Common issues and solutions when running Felix.

Build and Compilation Issues

Rust Version Too Old

Symptom: Compilation errors mentioning unstable features or syntax errors.

error[E0658]: use of unstable library feature 'try_blocks'

Solution: Update Rust to 1.92.0 or later.

# Check current version
rustc --version

# Update Rust
rustup update

# Set specific toolchain (if needed)
rustup override set 1.92.0

Missing Dependencies

Symptom: Linker errors or missing system libraries.

error: linking with `cc` failed

Solution: Install required system dependencies.

Linux (Debian/Ubuntu):

sudo apt-get update
sudo apt-get install build-essential pkg-config libssl-dev

Linux (Fedora/RHEL):

sudo dnf install gcc pkg-config openssl-devel

macOS:

xcode-select --install
brew install openssl pkg-config

Build Hangs or Takes Forever

Symptom: cargo build appears stuck or takes excessive time.

Solution:

  1. Check cargo build jobs:

    # Limit parallel jobs
    cargo build --jobs 2
    

  2. Clean build cache:

    cargo clean
    cargo build --release
    

  3. Check disk space:

    df -h
    # Clean target directory if low
    rm -rf target
    

Compilation Errors After Git Pull

Symptom: Build fails after pulling latest changes.

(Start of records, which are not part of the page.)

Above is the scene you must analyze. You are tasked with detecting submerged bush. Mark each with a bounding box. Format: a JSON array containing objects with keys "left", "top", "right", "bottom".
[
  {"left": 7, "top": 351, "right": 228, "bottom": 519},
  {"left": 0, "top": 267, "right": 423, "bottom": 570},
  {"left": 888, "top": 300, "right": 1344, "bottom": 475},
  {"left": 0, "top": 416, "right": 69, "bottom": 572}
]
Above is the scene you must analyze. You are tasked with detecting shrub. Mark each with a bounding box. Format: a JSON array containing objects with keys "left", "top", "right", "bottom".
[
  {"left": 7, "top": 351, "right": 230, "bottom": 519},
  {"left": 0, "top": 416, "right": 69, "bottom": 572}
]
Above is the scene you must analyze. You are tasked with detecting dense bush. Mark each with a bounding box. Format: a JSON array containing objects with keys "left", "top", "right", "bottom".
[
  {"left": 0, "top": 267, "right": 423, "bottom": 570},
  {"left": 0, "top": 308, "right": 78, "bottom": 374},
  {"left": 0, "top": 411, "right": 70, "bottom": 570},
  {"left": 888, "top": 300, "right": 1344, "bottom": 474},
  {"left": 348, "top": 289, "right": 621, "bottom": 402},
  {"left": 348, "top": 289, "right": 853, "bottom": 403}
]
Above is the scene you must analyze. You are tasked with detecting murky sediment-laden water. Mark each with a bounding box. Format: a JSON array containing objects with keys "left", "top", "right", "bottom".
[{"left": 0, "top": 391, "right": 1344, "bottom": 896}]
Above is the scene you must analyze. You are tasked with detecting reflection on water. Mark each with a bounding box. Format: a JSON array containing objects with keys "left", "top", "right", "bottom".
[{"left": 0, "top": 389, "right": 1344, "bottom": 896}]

Solution: Clean and rebuild.

cargo clean
cargo update
cargo build --workspace --release

Network and Connection Issues

Port Already in Use

Symptom: Broker fails to start with error.

Error: Address already in use (os error 48)

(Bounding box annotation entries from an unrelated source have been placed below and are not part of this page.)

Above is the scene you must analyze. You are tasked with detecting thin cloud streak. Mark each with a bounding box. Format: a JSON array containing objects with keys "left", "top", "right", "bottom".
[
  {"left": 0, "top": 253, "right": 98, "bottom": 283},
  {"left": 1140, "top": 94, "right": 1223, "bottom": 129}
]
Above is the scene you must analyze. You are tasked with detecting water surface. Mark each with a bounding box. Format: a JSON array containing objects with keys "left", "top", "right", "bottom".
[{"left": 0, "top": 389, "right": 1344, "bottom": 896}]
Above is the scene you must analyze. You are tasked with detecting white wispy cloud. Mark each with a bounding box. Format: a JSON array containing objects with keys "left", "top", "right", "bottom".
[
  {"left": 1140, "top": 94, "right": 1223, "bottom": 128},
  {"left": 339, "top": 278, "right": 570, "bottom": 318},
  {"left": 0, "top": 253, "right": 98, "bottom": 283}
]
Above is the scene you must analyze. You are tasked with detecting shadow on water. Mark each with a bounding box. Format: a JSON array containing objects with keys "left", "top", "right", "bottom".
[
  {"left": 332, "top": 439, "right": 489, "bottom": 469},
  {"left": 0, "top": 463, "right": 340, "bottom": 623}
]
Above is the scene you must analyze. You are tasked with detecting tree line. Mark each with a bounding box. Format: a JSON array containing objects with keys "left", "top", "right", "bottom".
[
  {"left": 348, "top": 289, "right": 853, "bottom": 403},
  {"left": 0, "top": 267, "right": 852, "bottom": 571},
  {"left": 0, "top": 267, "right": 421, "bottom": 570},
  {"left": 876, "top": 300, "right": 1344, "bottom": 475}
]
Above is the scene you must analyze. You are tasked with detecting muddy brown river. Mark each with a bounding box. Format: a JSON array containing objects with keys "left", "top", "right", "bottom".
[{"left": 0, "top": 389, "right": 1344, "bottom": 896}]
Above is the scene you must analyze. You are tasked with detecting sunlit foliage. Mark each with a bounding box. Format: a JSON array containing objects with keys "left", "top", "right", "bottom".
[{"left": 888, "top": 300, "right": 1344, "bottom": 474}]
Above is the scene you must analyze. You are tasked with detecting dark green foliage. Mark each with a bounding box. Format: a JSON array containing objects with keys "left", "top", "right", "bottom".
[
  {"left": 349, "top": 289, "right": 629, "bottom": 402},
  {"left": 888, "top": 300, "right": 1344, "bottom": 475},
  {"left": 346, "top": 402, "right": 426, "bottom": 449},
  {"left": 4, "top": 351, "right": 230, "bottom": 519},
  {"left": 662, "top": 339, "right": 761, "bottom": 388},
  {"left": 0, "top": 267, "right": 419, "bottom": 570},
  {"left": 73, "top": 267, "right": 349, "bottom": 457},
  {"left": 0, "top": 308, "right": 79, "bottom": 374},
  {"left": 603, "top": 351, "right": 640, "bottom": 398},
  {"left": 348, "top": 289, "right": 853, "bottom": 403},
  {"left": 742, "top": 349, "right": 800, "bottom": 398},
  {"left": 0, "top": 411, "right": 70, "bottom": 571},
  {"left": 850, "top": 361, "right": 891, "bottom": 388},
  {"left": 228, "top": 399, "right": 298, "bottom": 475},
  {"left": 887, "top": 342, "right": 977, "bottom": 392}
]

Solution: Change ports or kill conflicting process.

Option 1 - Change ports:

export FELIX_QUIC_BIND="0.0.0.0:5001"
export FELIX_BROKER_METRICS_BIND="0.0.0.0:8081"
cargo run --release -p broker

Option 2 - Find and kill process:

# Linux/Mac - find process on port 5000
lsof -i :5000
sudo kill -9 <PID>

# Or use ss
ss -tulpn | grep 5000

Connection Refused

Symptom: Client cannot connect to broker.

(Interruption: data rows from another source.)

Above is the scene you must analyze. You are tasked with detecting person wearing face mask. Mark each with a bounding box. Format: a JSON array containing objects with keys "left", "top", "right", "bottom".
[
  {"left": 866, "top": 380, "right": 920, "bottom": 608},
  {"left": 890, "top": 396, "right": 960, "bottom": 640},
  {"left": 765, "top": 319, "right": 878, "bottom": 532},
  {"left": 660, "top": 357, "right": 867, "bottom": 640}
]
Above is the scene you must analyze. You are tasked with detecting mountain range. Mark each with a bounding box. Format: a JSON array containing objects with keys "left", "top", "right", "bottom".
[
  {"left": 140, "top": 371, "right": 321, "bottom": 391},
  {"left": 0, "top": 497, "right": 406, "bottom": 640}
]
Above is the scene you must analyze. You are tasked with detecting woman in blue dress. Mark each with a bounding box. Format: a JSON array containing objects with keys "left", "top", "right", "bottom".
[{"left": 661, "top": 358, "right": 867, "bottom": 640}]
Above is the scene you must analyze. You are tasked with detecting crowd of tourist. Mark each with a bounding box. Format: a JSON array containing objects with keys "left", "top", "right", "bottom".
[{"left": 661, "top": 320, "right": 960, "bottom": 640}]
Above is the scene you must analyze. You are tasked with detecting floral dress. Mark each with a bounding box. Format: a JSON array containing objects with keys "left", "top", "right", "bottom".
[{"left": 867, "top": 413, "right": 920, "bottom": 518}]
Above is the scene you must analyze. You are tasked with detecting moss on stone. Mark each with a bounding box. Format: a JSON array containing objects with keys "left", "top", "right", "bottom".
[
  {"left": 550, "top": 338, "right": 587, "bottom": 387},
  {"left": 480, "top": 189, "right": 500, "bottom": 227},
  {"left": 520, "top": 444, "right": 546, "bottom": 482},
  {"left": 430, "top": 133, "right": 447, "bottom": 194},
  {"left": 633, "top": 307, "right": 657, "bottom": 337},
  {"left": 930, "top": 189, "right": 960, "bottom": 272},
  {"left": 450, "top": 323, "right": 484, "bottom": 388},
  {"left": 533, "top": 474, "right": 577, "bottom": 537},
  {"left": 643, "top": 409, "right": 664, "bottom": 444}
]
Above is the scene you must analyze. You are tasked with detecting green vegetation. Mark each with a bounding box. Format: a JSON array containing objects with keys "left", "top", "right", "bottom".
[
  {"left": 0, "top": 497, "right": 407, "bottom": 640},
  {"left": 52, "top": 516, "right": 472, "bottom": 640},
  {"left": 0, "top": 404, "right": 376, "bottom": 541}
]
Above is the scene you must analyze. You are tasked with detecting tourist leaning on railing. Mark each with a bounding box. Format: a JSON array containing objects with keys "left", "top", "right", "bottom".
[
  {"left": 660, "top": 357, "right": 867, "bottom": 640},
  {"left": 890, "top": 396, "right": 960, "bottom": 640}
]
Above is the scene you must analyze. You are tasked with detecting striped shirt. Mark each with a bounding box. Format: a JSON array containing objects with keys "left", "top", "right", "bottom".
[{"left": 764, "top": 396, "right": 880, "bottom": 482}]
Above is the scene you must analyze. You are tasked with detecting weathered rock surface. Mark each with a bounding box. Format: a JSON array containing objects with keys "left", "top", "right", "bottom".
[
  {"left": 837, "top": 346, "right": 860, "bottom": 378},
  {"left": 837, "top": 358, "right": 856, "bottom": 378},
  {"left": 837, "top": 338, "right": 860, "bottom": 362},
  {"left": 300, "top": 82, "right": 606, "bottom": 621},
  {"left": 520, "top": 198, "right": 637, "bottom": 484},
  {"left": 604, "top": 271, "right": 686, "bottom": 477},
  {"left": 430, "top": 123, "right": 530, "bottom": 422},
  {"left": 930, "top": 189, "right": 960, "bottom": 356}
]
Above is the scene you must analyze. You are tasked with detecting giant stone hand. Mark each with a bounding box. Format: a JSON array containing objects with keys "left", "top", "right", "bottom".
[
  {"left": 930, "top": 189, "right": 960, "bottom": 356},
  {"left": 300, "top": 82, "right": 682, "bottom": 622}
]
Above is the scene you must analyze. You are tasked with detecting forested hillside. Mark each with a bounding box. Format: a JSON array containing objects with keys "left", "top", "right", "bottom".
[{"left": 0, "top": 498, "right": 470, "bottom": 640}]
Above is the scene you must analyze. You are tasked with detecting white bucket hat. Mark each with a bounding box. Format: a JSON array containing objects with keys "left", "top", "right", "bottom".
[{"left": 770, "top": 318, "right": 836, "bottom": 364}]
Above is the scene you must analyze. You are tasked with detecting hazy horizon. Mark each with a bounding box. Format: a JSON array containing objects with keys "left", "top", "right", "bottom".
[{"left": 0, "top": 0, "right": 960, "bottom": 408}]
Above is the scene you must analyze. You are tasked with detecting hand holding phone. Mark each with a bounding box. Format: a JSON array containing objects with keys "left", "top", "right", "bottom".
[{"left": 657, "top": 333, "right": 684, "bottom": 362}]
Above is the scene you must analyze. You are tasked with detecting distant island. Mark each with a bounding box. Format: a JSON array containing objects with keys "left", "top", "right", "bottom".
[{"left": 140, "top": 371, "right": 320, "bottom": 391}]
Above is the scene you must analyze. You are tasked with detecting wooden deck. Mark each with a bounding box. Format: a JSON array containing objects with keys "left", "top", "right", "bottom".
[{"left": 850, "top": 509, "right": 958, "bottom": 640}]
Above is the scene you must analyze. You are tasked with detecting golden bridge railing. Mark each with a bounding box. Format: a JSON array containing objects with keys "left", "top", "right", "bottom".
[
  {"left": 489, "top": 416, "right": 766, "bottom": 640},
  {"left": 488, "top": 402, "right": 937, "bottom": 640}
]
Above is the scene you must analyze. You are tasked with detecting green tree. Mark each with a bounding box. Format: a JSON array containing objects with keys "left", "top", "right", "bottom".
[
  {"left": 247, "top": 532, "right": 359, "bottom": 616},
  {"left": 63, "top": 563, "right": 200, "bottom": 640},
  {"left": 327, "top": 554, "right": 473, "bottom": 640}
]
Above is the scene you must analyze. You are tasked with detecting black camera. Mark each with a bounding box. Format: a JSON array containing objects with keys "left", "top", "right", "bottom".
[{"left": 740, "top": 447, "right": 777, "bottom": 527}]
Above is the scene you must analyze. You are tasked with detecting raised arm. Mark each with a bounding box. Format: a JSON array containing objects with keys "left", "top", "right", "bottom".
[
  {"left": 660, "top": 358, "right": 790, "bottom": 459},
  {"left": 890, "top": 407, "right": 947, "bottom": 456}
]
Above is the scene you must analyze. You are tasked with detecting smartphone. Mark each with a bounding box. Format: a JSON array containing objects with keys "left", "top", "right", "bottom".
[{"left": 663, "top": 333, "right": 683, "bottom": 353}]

Error: Connection refused (os error 111)

Solutions:

  1. Verify broker is running:

    ps aux | grep broker
    lsof -i UDP:5000
    

  2. Check bind address:

    # Broker logs should show:
    # "QUIC listening on 0.0.0.0:5000"
    
    # If binding to 127.0.0.1, external connections won't work
    export FELIX_QUIC_BIND="0.0.0.0:5000"
    

  3. Check firewall (Linux):

    # Allow UDP 5000
    sudo ufw allow 5000/udp
    
    # Or iptables
    sudo iptables -A INPUT -p udp --dport 5000 -j ACCEPT
    

  4. Test connectivity:

    # From client machine
    nc -zvu <broker-ip> 5000
    

QUIC Handshake Timeout

Symptom: Connection hangs during QUIC handshake.

Error: HandshakeTimeout

Solutions:

  1. Check network path: Ensure UDP traffic is not blocked.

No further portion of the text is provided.